The last and most important benefit for an organization that goes through the process of designing and implementing a compliant FSMS is knowing that the organization has done everything possible to maintain its business in a manner that meets all food safety laws, regulations, and statutes every day the doors are open for business. To a business owner, that knowledge is priceless. This is how brands are built and how they maintain the promise of food safety to consumers.

Strong safety performance is a cornerstone of any business. For many companies, it can make the difference in being qualified to work with customers and successfully expand the business.  On the other end of the spectrum, repeated safety accidents can lead to potential serious penalties and higher insurance rates for failing to comply with OSHA safety requirements.

Safe facilities, work practices, and training help to attract and retain employees and enable them to go home at the end of the shift without workplace injury or concerns. In addition, workers’ compensation rates and the ability to maintain adequate insurance both depend on an organization’s safety performance.

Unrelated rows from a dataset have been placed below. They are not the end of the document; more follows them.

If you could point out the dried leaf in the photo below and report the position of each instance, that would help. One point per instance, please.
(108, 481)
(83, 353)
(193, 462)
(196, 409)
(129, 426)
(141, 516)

OSHA Safety Compliance and Inspection

Safety compliance with federal regulations is getting much more attention by the Occupational Safety and Health Administration (OSHA) due, in part, to a variety of significant accidents occurring over recent years. Many relate to the manufacturing in high risk industries where the impacts have caused injury, evacuation, environmental impacts, and significant business disruption. While not frequent, accidents like this draw attention from the public and communities, news media, regulators, and regulatory agencies. This, in turn, has increased scrutiny on all businesses, especially those in high risk industries or having a history of safety issues. When it comes to safety compliance, an organization should never be overly confident.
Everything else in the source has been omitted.